If communities decide to revert to untreated sand, Rotta Loria has a reversible solution. By switching the electrodes on the battery, the electricity can dissolve the minerals, reversing the cementing process.

“The minerals precipitate as we raise the pH locally around the cathodic interfaces in seawater,” Rotta Loria explained. “If the anode is switched with the cathode, localized reductions in pH lead to the dissolution of the previously formed minerals.”

Cost-effective with various applications

This process presents an affordable alternative to traditional methods. Estimates put the cost of Rotta Loria’s technique at only $3 to $6 per cubic meter of electrically solidified ground, significantly lower than existing methods that can reach up to $70 for the same quantity.

Research in Rotta Loria’s lab indicates that this method could also repair cracks in reinforced concrete structures. Many coastal infrastructures are made of such materials, which degrade due to the effects of rising sea levels, erosion, and harsh weather conditions. When these structures crack, his approach could fix the damage with just one application of electricity instead of needing complete reconstruction.

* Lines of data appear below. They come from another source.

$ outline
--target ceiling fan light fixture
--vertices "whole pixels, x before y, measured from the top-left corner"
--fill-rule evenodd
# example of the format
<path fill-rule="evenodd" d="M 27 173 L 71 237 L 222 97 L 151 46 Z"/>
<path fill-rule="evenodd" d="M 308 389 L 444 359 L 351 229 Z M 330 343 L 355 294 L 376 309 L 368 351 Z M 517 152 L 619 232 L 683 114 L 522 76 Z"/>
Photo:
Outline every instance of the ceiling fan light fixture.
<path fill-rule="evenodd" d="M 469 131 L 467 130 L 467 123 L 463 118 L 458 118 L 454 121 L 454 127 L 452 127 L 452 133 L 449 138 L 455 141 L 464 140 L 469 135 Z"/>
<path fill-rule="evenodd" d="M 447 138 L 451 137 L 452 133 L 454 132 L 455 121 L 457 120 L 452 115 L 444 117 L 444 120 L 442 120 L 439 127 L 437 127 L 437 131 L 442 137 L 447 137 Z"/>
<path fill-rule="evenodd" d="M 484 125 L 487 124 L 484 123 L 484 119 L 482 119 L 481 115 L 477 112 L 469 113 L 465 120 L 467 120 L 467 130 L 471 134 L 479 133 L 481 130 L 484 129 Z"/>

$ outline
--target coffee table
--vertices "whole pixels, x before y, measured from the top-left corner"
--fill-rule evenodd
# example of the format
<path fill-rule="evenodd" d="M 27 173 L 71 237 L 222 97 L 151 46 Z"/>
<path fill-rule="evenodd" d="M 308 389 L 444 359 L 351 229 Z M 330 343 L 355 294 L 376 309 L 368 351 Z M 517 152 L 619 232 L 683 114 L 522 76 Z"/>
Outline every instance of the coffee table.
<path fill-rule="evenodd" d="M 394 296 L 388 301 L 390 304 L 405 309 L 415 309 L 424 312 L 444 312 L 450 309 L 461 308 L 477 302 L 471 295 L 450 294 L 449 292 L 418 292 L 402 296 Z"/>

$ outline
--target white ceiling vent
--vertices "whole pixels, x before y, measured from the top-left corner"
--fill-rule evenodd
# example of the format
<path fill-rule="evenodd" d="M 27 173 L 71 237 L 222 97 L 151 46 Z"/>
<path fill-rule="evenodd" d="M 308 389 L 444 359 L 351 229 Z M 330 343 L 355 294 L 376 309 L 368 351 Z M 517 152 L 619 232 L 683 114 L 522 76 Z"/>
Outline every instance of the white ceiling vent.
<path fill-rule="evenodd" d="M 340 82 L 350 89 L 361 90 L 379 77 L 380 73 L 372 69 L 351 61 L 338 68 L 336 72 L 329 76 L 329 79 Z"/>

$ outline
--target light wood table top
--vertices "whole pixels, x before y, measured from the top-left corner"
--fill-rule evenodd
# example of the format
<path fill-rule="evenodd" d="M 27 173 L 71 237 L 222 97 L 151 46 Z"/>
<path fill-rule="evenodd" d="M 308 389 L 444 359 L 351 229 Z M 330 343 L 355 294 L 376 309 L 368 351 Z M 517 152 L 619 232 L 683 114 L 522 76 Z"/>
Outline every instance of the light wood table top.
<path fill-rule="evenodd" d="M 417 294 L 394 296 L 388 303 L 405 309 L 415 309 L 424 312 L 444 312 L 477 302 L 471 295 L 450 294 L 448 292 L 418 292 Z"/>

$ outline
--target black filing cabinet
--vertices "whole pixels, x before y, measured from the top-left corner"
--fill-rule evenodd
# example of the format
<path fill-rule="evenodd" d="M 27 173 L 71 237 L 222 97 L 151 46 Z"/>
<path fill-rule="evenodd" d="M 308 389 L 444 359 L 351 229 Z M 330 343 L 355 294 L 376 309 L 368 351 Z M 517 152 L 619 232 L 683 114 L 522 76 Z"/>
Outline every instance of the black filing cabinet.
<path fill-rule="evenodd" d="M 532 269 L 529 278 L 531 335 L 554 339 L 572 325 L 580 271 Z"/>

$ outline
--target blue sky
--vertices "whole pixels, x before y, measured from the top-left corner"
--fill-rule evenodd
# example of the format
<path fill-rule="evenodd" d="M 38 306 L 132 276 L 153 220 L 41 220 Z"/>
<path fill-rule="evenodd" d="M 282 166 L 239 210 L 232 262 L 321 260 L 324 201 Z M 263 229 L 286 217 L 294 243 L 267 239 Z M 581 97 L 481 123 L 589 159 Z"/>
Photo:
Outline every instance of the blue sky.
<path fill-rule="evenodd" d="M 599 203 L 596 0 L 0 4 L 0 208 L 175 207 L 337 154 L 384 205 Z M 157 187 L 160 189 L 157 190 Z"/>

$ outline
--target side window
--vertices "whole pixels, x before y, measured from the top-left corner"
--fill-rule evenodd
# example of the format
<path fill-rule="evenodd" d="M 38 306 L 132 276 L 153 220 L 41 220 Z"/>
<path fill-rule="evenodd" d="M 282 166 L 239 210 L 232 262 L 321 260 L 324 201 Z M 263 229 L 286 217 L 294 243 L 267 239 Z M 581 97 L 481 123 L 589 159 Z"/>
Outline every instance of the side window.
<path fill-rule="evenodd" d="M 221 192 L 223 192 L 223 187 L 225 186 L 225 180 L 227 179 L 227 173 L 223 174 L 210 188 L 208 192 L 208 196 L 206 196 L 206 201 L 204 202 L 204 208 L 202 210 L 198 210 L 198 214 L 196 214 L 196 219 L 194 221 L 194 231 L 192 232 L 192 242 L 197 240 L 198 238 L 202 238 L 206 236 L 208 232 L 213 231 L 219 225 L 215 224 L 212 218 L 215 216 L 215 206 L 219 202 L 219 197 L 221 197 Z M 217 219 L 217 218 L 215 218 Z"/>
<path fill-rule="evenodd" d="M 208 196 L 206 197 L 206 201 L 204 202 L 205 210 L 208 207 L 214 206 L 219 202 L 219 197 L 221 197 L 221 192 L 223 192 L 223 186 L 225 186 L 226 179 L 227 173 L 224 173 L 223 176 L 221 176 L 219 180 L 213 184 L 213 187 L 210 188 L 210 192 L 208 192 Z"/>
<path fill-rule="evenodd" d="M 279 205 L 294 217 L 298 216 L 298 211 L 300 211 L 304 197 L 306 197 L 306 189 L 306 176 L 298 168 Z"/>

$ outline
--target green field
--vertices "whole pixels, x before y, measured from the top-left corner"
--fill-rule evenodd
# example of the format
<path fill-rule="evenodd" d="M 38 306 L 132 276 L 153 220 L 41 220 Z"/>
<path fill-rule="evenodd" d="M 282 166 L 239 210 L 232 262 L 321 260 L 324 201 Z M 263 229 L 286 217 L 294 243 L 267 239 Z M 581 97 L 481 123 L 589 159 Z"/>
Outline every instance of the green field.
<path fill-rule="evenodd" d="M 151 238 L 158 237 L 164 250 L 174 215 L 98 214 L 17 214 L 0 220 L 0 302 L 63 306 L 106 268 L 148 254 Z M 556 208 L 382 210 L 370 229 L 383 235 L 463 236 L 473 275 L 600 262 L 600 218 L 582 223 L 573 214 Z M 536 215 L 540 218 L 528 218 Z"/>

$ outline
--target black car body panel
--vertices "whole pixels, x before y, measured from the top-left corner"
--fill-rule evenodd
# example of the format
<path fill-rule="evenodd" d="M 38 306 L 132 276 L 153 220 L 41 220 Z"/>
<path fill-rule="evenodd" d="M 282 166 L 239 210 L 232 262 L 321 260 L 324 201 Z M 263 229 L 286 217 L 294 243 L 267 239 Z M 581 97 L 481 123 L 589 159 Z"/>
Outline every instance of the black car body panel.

“The potential applications for this technique are numerous,” Rotta Loria said. “We can enhance the seabed beneath sea walls, stabilize sand dunes, and secure unstable soil slopes. This method could also reinforce protective structures, marine foundations, and much more. There are countless ways to use this to safeguard coastal regions.”

In the future, Rotta Loria’s team plans to test this technique in real-world beach settings.

The study, “Electrodeposition of calcareous cement from seawater in marine silica sands,” received support from the Army Research Office (grant number W911NF2210291) and Northwestern’s Center for Engineering Sustainability and Resilience.